Watching a bit of the first episode of Lost in Space last year at EMP/sci fi museum in Seattle Center brought back such memories that I wound up watching way too long--the whole episode, in fact. Everybody got ahead of me and lost. (Since I had the car keys, by definition it was they who were lost & not I.) Due to the museum's futuristic metalic skin we had no cell phone reception, so it took a couple of hours of everyone wandering around EMP /sci fi museum before we all got back together. There's probably some some irony in this.
So it was natural that after the Battlestar Galactica 1980 series ended mercifully quickly, watching Lost in Space would be the next adventure that we, father & middle son, would undertake. Hulu, it turns out, has the whole series available for free streaming on demand.
Unfortunately, now that we've started watching Lost in Space on Hulu, all the charm it ever had for me has completely dispelled. In fact, I can't imagine why I don't remember it being so bad. Sure, the science and the effects are bogus; we expect some of that in sci fi. It's the stories, the characters' behavior, the exposition that are terrible--what were the scriptwriters thinking?
And what were the actors thinking the scriptwriters were thinking? While he wasn't Will, the boy genius he portrays, Bill Mumy was certainly bright enough to realize the things the script has Will do are stupid, as in get yourself killed stupid.
Example: Will wanders out as the deathly cold night descends, (despite being told sternly not to), to fix the broken chariot. The robot, programmed by Dr Smith to kill off the members of the team one by one, goes after him, finds him, and menaces him with Tesla-bolts. Will climbs the chariot & screams for him to stop but just as the robot is about to blast him into his constituent ions--hey, To be continued next week!

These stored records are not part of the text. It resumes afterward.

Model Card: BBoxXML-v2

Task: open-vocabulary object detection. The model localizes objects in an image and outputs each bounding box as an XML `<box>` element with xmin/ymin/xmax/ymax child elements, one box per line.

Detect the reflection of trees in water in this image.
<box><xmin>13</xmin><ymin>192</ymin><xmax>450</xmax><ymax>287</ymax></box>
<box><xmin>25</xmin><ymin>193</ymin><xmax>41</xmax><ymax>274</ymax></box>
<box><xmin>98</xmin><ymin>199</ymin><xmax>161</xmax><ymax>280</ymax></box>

Turns out sitting on top of the chariot for a week does Will some good: he remembers that (as he's done a couple of times before) if he imitates the Doctor's voice--the only person the Robot is programmed to obey--mirabile dictu, it obeys, and spares his life.
And Dr Smith. Why do they tolerate him when time after time he tries to kill them or get them enslaved by aliens? They seem to love the old goof no matter how evil & absurd he is, in that silly, naive 50s & early 60s TV sitcom way--even a pediophile would be a harmless eccentric to be laughed off. Apparently Batman is at least partly to blame. Lost in Space was up against Batman in the TV schedule when it first aired, so they decided to compete by turning Lost in Space into a farce. (Biff! Boff! Zowie!) That way it sucked even more, but differently, and, more importantly, it sucked that way on purpose.
Why am I paying so much attention to something that makes me cringe? When each plot twist is another turn of the screw in the solar plexus of my internal dyspeptic literary critic?
It's Hulu's that's to blame. If it were available on Netflix instant view, (or if we were watching on DVD), we could watch it on the TV and I could lie back on the couch with the tot--close my eyes, daydream, twitter, whatever--while it passed painlessly by. But because Hulu is determined not to compete with TV, the only way to watch anything on Hulu is on a computer. So we watch Lost in Space in my office, on my computer, me balanced on my exercise ball/office chair, tot on my knee, compelled to watch at full attention, just like before.